Workers walk past a Lonmin Marikana platinum mine, a site that represents industrial strife in South Africa. Picture: Reuters/Skyler Reid

Workers walk past a Lonmin Marikana platinum mine, a site that represents industrial strife in South Africa. Picture: Reuters/Skyler Reid

They say the merger was approved without the department of mineral resources having approved a social labour plan (SLP) on a large merger.

The Greater Lonmin Community (GLC) have approached the Constitutional Court seeking leave to appeal and set aside the acquisition of platinum mining company, Lonmin Plc by Sibanye-Stillwater.

The GLC is a not-for-profit organisation representing various affected communities of Rustenburg, such as Marikana, Mooinooi, Majakeng, Tornado, Nkaneng, and Bapo ba Mogale community.

Sibanye’s offer to acquire the entire issued and to-be-issued ordinary share capital of Lonmin, subject to certain specific conditions, for around R5.2 billion, became effective on 10 June after 18 months of talks and litigation.

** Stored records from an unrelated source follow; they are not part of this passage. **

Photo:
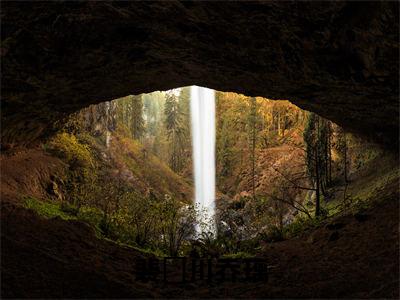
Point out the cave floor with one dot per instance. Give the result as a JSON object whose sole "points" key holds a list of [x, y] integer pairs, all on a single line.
{"points": [[348, 256], [351, 257]]}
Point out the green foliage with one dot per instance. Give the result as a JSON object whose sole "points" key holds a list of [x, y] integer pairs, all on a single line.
{"points": [[67, 147], [238, 255]]}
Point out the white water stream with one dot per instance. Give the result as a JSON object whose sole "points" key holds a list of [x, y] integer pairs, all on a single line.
{"points": [[202, 110]]}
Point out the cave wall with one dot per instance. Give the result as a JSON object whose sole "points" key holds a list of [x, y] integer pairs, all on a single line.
{"points": [[337, 59]]}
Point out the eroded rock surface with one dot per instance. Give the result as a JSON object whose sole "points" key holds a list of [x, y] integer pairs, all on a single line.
{"points": [[337, 59]]}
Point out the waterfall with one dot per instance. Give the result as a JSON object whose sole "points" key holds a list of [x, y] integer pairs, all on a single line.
{"points": [[202, 110], [108, 133]]}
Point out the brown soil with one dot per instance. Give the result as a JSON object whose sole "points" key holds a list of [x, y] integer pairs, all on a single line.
{"points": [[27, 172], [353, 257], [350, 256]]}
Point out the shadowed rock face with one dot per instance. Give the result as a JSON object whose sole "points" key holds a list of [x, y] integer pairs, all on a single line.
{"points": [[337, 59]]}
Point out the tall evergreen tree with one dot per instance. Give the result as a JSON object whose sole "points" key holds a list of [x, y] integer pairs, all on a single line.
{"points": [[137, 124]]}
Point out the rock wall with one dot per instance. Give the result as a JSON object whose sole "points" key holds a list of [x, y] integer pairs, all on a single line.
{"points": [[337, 59]]}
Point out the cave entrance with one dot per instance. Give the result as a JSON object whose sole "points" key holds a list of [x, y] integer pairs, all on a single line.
{"points": [[135, 161]]}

In May, the Competition Appeals Court (CAC) upheld the Competition Tribunal’s decision of 21 November 2018 to approve Sibanye’s offer to acquire Lonmin and thus dismissed the appeal by Association of Mineworkers and Construction Union (Amcu).

Basically, the GLC wants the court to declare section 17 of the Competition Act unconstitutional and declare the merger of Sibanye and Lonmin irregular.

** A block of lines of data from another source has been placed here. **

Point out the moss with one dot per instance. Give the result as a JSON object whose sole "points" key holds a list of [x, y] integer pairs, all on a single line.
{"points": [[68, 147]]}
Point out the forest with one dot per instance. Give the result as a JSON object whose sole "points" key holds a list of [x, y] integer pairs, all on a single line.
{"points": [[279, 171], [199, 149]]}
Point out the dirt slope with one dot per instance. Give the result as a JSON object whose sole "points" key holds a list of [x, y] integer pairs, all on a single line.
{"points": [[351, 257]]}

The GCL says the merger was approved without the department of mineral resources having approved a social labour plan (SLP) on a large merger.

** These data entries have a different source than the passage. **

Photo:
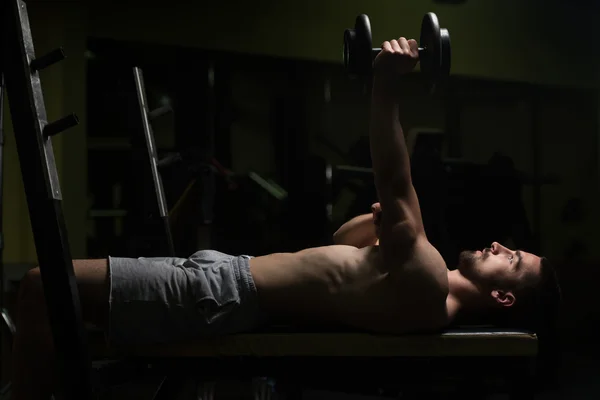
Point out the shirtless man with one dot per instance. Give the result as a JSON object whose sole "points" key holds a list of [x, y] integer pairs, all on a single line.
{"points": [[397, 286]]}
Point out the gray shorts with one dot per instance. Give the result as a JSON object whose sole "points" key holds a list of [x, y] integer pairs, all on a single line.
{"points": [[159, 300]]}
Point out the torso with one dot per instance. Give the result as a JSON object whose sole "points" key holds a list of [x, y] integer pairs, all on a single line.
{"points": [[335, 285]]}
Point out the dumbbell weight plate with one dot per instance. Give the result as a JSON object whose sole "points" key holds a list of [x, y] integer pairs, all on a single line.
{"points": [[357, 48], [431, 41]]}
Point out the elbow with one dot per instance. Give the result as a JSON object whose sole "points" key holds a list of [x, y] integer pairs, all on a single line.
{"points": [[337, 237]]}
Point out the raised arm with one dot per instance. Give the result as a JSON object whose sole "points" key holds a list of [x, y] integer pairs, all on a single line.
{"points": [[401, 223]]}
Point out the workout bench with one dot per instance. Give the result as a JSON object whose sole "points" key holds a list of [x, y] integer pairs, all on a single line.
{"points": [[457, 360]]}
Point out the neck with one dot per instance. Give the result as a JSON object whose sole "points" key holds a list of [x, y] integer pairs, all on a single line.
{"points": [[464, 297]]}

In court papers filed by Khanyile MB Attorneys Inc on Thursday, GLC argues that the Competition Tribunal erred in approving the merger with conditions, without proper investigation of Lonmin’s SLP, which was in the process of being amended at the time.

It argues that the Competition Commission approved the merger without a proper investigation and all documents needed for approval submitted as per section 11 of the Mineral Petroleum Resources Development Act.

The organisation goes back to the acknowledgement made by the Farlam Commission that Lonmin’s failure to fulfill its obligations to the SLP was a contributing factor that gave rise to the Marikana massacre of 2012, and that that report has never been taken on review by Lonmin.

The GLC also argues that the CAC judgement was inconsistent with international law on the right of the third party who is directly affected by the merger conditions to appeal a merger decision.

The organisation has filed a notice of motion for leave to appeal and an application for condonation, arguing that they had missed the deadline to file papers for leave to appeal due to the fact that raising legal fees took time as the GLC is a self-funded community-based organisation.

The respondents in the matter have been listed as the Competition Tribunal, Sibanye, Lonmin, Mining Forum of SA, NGO formed by women in Marikana Sikhala Sonke, the Competition Commission and the minster of mineral resources and energy.

If the Constitutional Court hears the matter and grants a declaratory order, it could throw a spanner in the works for Sibanye and Lonmin after having worked so insistently to get regulatory approvals and see the deal through.

Sibanye has declined to comment on the matter, with spokesperson James Wellsted saying: “No comment from our side.”